The Diary

Cod Almighty | Diary

There is not time and free time. There is only time

4 August 2015

If you are looking for news today, you'll find Pádraig Amond all over the Telegraph site. This is much the most interesting of his quotes:

"From walking around town, you see people in Town shirts all the time – you don't see many other shirts. I'm not used to that, but it's great and it shows how much the club means."

Amond is coming at this from the opposite viewpoint to Cod Almighty readers and writers. Every time we see someone in Grimsby in a Manchester United top, we feel it as a dent to our pride.

Middle-Aged Diary is projecting a little here. Living a couple of miles from Old Trafford, I'm inured to United shirts. Any day I see Town insignia is a red letter day. If you drove away a car with a Mariners sticker from the old Customs & Excise building on Ralli Quays about a decade ago, you were duly noted. And if you were driving another car with another sticker over a zebra crossing outside the Museum of Science and Industry the month we played Bastard Franchise Scum at Wembley, I was the guy grinning at you inanely.

Like you, though, when I'm in Grimsby I see each and every non-Town top as a malignant growth. Amond sees those shirts as well, but what he sees is how scarce they are. Sometimes it takes someone coming from outside to tell us just how much our football club means, not to us as individuals but to us as a community.

Amond, like the club as a whole, has undoubtedly had a good pre-season. But that counts for nothing now, right? It's what happens next that counts, yes?

Well, no, not entirely. Obviously, we are not going to be bragging about beating Peterborough for years to come. What's happened so far on the pitch will soon be forgotten. But what we won't forget is the Town support, for the first time since about 2003, responding to an important defeat not with recriminations but with dignity and pride. And, a week or two after that, almost all our squad, many of whom will have had attractive alternative options, deciding that what they had at Grimsby was something worth preserving and building upon.

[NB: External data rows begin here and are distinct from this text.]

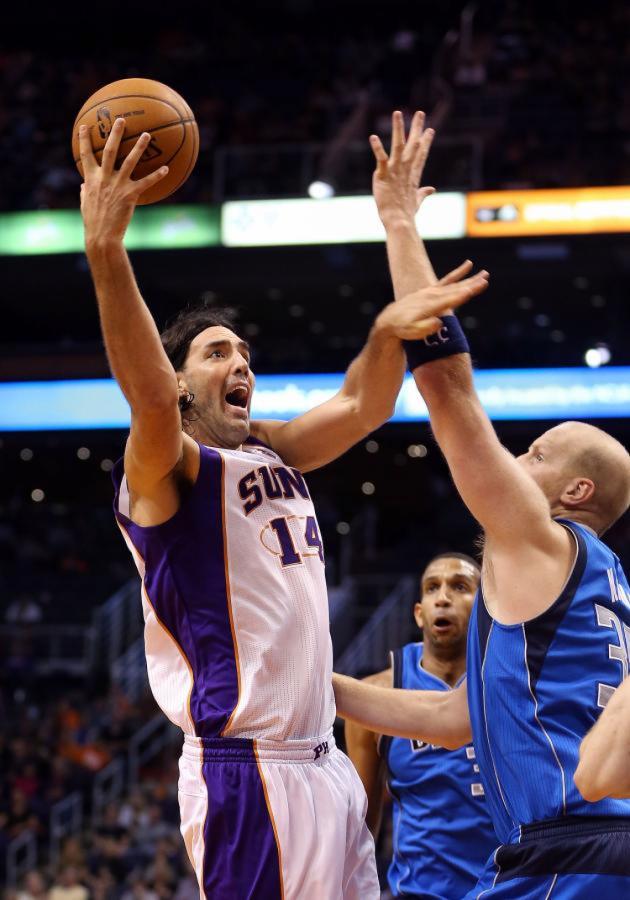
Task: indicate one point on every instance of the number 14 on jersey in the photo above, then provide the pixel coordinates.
(296, 537)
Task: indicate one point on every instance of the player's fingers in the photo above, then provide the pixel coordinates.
(421, 153)
(85, 149)
(131, 160)
(110, 150)
(415, 135)
(423, 193)
(398, 135)
(380, 154)
(149, 180)
(457, 274)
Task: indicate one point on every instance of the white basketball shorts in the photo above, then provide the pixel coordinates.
(269, 820)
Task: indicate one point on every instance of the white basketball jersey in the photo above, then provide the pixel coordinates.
(236, 610)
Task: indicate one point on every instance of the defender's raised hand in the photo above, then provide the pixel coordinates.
(396, 180)
(416, 315)
(109, 195)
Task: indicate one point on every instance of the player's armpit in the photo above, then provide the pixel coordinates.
(362, 748)
(365, 401)
(437, 717)
(158, 461)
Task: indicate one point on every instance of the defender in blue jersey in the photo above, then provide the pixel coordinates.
(442, 833)
(549, 635)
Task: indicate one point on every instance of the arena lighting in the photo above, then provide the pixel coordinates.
(320, 190)
(597, 356)
(507, 394)
(539, 212)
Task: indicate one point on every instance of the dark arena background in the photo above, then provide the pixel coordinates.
(532, 166)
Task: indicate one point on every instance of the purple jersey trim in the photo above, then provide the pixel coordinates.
(241, 855)
(255, 442)
(186, 581)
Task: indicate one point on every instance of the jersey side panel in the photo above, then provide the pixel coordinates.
(279, 601)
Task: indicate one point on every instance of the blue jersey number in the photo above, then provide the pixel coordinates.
(619, 651)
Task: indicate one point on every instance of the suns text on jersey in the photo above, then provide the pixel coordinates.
(272, 482)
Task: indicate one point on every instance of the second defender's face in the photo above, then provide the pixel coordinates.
(448, 591)
(217, 372)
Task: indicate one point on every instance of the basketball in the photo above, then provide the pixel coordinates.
(150, 106)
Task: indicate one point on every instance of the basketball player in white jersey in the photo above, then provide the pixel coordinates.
(222, 528)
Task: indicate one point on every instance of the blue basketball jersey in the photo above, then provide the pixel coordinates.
(536, 688)
(442, 828)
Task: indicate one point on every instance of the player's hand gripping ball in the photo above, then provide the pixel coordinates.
(145, 105)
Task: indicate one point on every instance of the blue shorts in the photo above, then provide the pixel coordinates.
(571, 858)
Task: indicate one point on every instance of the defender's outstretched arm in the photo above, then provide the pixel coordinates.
(604, 767)
(437, 717)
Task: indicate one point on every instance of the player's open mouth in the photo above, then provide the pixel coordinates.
(238, 397)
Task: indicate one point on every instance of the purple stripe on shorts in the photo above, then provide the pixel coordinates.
(241, 860)
(186, 582)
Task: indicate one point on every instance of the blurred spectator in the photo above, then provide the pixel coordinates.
(24, 611)
(67, 886)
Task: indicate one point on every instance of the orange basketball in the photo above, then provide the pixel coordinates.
(145, 105)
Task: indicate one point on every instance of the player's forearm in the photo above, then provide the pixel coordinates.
(409, 263)
(604, 767)
(494, 487)
(426, 715)
(458, 419)
(134, 349)
(374, 379)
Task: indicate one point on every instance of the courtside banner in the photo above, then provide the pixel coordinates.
(336, 220)
(155, 228)
(507, 394)
(562, 211)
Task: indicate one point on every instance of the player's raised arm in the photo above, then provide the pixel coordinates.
(495, 488)
(437, 717)
(371, 385)
(604, 767)
(134, 349)
(361, 746)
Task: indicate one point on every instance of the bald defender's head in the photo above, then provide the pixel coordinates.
(583, 472)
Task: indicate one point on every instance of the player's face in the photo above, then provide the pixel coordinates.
(448, 591)
(546, 461)
(218, 374)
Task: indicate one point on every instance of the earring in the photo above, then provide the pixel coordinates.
(186, 400)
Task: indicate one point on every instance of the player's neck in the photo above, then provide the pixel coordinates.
(580, 516)
(448, 667)
(209, 439)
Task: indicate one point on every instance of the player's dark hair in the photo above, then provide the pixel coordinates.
(454, 555)
(187, 324)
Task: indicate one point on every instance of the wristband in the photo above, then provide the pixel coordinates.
(447, 341)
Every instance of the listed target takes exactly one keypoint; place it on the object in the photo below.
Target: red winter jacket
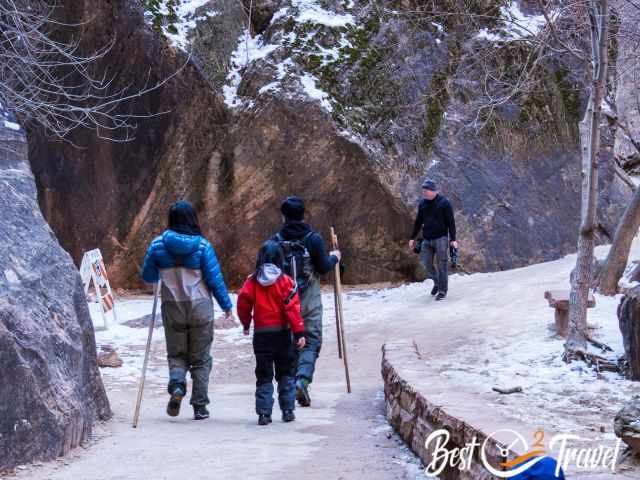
(275, 306)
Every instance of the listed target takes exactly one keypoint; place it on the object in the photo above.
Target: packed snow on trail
(497, 331)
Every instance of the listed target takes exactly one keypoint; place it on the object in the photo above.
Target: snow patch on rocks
(248, 50)
(187, 19)
(517, 24)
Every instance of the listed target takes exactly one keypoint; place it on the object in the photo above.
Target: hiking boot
(200, 412)
(264, 419)
(173, 408)
(302, 392)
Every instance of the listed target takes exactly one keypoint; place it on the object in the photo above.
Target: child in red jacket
(271, 298)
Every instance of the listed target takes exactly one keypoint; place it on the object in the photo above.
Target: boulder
(626, 424)
(629, 320)
(51, 392)
(109, 358)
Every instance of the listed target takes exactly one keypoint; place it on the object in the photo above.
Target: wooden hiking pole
(334, 242)
(136, 415)
(335, 304)
(337, 285)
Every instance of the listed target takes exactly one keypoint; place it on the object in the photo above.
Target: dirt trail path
(340, 436)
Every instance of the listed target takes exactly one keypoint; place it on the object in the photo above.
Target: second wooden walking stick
(136, 415)
(337, 285)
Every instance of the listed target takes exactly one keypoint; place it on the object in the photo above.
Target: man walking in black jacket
(435, 217)
(318, 263)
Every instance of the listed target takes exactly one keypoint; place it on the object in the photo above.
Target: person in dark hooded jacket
(187, 264)
(270, 299)
(295, 229)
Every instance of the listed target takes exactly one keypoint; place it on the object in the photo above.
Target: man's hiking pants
(435, 257)
(188, 328)
(275, 357)
(311, 309)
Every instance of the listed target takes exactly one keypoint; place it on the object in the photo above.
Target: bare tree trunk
(618, 257)
(576, 345)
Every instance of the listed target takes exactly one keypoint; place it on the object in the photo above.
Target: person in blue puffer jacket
(187, 264)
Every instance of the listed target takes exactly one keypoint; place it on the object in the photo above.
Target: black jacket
(322, 263)
(436, 219)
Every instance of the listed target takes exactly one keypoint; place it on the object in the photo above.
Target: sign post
(93, 271)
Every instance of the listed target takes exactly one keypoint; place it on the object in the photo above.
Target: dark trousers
(188, 328)
(275, 357)
(435, 257)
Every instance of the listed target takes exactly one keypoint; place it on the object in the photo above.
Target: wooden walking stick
(136, 415)
(335, 304)
(339, 313)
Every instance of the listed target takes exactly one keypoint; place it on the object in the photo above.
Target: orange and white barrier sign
(94, 272)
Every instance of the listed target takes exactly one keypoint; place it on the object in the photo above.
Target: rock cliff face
(349, 105)
(51, 392)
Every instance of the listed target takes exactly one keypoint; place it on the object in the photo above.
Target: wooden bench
(559, 300)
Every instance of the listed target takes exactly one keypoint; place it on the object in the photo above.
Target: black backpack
(297, 260)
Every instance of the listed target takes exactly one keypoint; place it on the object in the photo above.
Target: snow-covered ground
(493, 330)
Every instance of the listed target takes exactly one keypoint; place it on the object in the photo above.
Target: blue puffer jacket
(173, 251)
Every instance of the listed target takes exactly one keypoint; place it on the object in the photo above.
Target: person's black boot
(302, 392)
(173, 408)
(264, 419)
(200, 412)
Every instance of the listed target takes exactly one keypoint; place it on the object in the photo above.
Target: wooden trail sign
(94, 273)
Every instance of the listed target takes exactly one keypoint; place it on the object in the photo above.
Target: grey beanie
(429, 185)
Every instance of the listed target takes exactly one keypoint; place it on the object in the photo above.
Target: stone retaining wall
(414, 416)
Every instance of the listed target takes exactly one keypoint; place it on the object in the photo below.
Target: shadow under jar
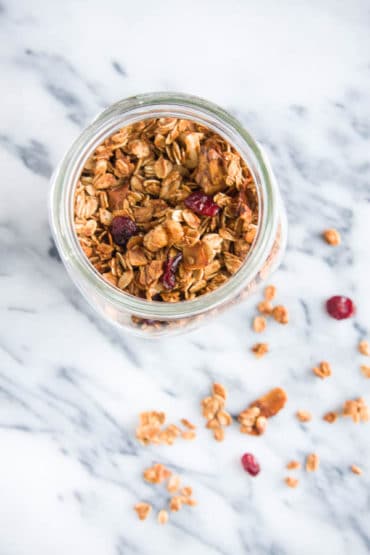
(152, 317)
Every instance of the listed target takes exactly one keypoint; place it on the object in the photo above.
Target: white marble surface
(298, 75)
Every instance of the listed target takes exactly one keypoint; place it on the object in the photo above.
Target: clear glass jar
(152, 317)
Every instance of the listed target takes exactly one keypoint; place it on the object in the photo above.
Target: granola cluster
(166, 209)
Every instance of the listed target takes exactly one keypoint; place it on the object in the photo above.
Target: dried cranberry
(202, 204)
(170, 267)
(250, 464)
(122, 228)
(340, 307)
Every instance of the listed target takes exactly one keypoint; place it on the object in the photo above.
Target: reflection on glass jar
(149, 316)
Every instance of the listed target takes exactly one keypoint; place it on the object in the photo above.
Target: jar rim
(125, 112)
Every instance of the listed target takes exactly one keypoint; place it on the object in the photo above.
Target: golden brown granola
(312, 462)
(143, 510)
(259, 324)
(330, 417)
(146, 173)
(364, 347)
(293, 465)
(260, 349)
(213, 409)
(291, 482)
(332, 237)
(253, 420)
(280, 314)
(323, 370)
(356, 409)
(365, 370)
(304, 415)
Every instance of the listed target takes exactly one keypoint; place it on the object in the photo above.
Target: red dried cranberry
(250, 464)
(122, 228)
(340, 307)
(170, 267)
(202, 204)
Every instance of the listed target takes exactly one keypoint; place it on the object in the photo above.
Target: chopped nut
(280, 314)
(270, 292)
(365, 370)
(323, 370)
(304, 415)
(293, 465)
(142, 510)
(162, 516)
(260, 349)
(364, 347)
(173, 483)
(312, 462)
(330, 417)
(332, 237)
(356, 409)
(259, 324)
(265, 307)
(291, 482)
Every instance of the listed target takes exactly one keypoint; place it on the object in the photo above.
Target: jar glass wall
(153, 317)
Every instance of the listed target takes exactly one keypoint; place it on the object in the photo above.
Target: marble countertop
(297, 74)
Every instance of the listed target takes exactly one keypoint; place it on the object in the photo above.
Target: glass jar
(152, 317)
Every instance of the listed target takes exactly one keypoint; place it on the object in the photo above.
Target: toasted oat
(364, 347)
(143, 510)
(356, 409)
(323, 370)
(162, 517)
(270, 292)
(293, 465)
(332, 237)
(213, 409)
(280, 314)
(330, 417)
(173, 483)
(185, 422)
(265, 307)
(146, 172)
(304, 415)
(259, 324)
(291, 482)
(260, 349)
(365, 370)
(312, 462)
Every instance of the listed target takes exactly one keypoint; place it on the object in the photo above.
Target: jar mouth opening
(129, 111)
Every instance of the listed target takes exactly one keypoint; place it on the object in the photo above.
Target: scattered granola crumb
(364, 347)
(259, 324)
(312, 462)
(162, 516)
(265, 307)
(270, 292)
(143, 510)
(213, 409)
(323, 370)
(291, 482)
(280, 314)
(185, 422)
(365, 370)
(173, 483)
(293, 465)
(332, 237)
(356, 409)
(304, 415)
(260, 349)
(330, 417)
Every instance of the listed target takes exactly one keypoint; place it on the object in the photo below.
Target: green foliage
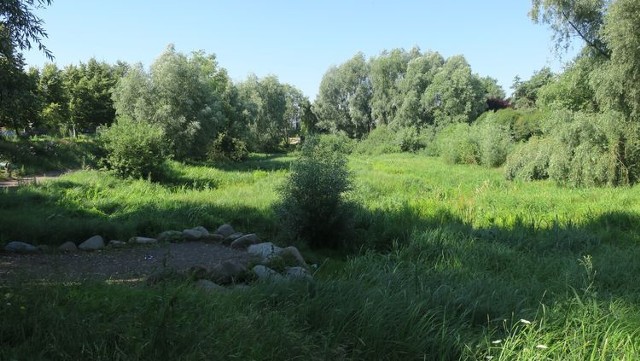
(312, 206)
(227, 148)
(457, 144)
(135, 149)
(530, 161)
(595, 150)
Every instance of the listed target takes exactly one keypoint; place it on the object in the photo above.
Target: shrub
(135, 149)
(312, 206)
(457, 145)
(530, 160)
(595, 150)
(227, 148)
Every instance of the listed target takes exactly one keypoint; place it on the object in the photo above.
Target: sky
(299, 40)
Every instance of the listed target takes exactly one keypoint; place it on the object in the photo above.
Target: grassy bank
(456, 263)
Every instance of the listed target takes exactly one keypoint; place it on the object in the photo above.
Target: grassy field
(454, 263)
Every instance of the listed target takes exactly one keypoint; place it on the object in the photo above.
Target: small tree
(313, 208)
(135, 149)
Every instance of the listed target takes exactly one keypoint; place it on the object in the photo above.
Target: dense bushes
(386, 139)
(581, 149)
(312, 205)
(135, 149)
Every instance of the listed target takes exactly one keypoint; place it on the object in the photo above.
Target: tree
(344, 98)
(525, 93)
(185, 95)
(455, 95)
(21, 27)
(569, 18)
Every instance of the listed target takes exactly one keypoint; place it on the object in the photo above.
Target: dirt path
(16, 182)
(128, 264)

Those two threads found their practical expression in the budget boost fundraising that remains the most high-profile component to date of Operation Promotion. The charge has been made that, as a good cause, putting money into the pockets of professional footballers is not especially worthy. That to me is a category error. Operation Promotion is not a charity, with the implication of doing good for others.

It is, rather, a community initiative. It is about encouraging a constructive engagement with the club who, wrongly or rightly, for better or for worse, absorb a sizeable share of our emotional energies. It is about recognising that we can do more than pay our money and cheer (or at least not boo). The amount of money raised has always seemed to me secondary to how many people are involved and how they are involved. How they are using skills and experience allowed to lie fallow to make the inevitable fate of supporting the Mariners that bit better for all of us.

It is in short about putting the 'town' back into Grimsby Town, and the 'club' back into Football Club. It is about shifting, by degrees, away from a club run on quasi-business lines, in which fans are just consumers and players and staff employees, to an association of people with a common interest, common goals and a common understanding. In the wider scheme of things, a football club may be a trivial place to begin. But finding and expressing a value for things that cannot fully be expressed in pounds and pence is to regain a bit of territory in which we can be fully ourselves.

It starts with Grimsby Town. It could end with the world. Or it could end with some idiots booing when we lose to Barrow a week tonight.